Sızdırılan bilgi; anketin sonucu ne olursa olsun, bireylerin ve toplumun gözünde yerel iktidar ve sahiplerine olumlu bir bakışı beraberinde getirir, bireyleri buna sürükler.
Zira sürer durumcu yerel iktidar sahipleri, meşruluklarını bu tarz sistematik bir yanılsamadan alırlar.
Siyasi ürüne dönmüş bir ankette de bireyler bu sistematiğin bir parçasına dönüşürler.
Denek olarak ankete katılan her birey, belirli bir eleştirinin sahibi olsa da, araştırmaya dahil olduğu için yapılan araştırmayı meşrulaştırmış olur.
Birey bunu farkında olmadan yapar.
Ve bu işte kullanılmaktan başka suçu yoktur.
***
Geçtiğimiz günlerde yapılan bir ankete dikkatinizi çekmek isteriz.
Geçtiğimiz hafta içinde bir araştırma firması sokakları arşınladı.
Ancak CHP’nin büyük şehir belediye başkan adayı seçeneklerinde “büyük şehir başkanlığına aday olacağını açıklayan” bir siyasetçinin ismi ankette yer almadı.
Büyük şehir belediye başkan aday adayı olarak açıklama yapan siyasetçinin böylesine güncel bir ankette yer almaması son derece dikkat çekiciydi.
İşe çabuk uyandık.
Anladık ki; birileri aday adaylığını açıklayan bu siyasetçi ile ilgili kamuoyunda algı oluşturmak istiyordu. Ankete katılan her birey, bu siyasetçinin isminin olmayışına bir anlam veremedi.
Karşısında konu ile ilgili bir muhatap da yoktu.
Uludağ Üniversitesi’nde okuyan bir anketör de bu sorunun muhatabı değildi.
Aslında her şey son derece açıktı.
Anketle bir yönlendirme yapılmıştı.
Anket sonucu ile bir toplumsal algı yaratılacak ve CHP’lilere şöyle denilecekti.
“Bu adayın adı anketlerde bile yok!”
Bu algının peşinde koşan, seçilebilme ihtimalini bunun üzerine kurgulayan siyasetçinin işi gerçekten zor.
***
İstatistikçiler anketlerin yönlendirme etkisi olduğunu doğrular.
Anketler “güçlüden yana olma” özelliği ile insanı, olumlamaya ortak eder.
Ancak tüm bu yaklaşımlardan çok daha önemli olan bir gerçek vardır.
Anketlerin geri dönüşleri ve geride bıraktıklarıdır.
Bu günlerde yapılan anketler halkın yönetime daha fazla katılımı vurgusuyla, demokrasi yalanı yapılıyor.
Sıklıkla yapılan anketlerin neredeyse tamamı birer siyasi ürün.
Bu siyasi ürünün ve pazarlamanın hedef kitlesi de halk.
Sıklıkla yapılan ve kafa karıştıran bu anketlerle birilerinin hedef kitle üzerindeki etkisinin arttırılması planlanıyor.
2014 yerel seçimleri öncesinde bir daha seçilmek isteyen statik siyasetçiler bu süreçte “uyumlu eğilimleri olan seçmen yaratmak” istiyorlar.
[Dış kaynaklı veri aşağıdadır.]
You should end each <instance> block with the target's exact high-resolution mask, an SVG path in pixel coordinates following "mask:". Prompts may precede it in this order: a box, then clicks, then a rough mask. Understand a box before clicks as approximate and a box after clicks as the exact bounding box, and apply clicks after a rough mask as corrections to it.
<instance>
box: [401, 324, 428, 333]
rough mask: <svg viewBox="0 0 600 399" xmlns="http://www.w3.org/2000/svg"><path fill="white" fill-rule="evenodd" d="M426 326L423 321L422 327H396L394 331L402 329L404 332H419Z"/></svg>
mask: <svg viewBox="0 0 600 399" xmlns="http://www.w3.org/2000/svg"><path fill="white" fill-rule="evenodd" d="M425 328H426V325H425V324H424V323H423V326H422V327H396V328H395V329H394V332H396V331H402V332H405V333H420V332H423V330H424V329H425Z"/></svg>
Bu amaca ulaşarak kentin ve siyasetin belirleyeni olmaya devam etmek istiyorlar. Örgüt, taban, siyasi ideoloji onların umurunda bile değil.
***
“Belediye başkan adaylarını tüm üyelerin katılımı ile, temayül yoklaması ile yapacağını açıklayan CHP’de yöntem ve uygulamaları nedeniyle örgütten uzaklaşan, yerel düka’lıklar kuran siyasetçiler bir daha seçilebilmek adına her yönteme başvuracaklar” uyarısını daha önceden yapmıştık.
Bu tür statik siyasetçilerin toplumsal etiketli siyasi ürünler pazarlayacağını biliyorduk, buna da hazırdık.
Kimse meraklanmasın.
Zamanın bunları deşifre etme zamanı olduğunu da biliyoruz.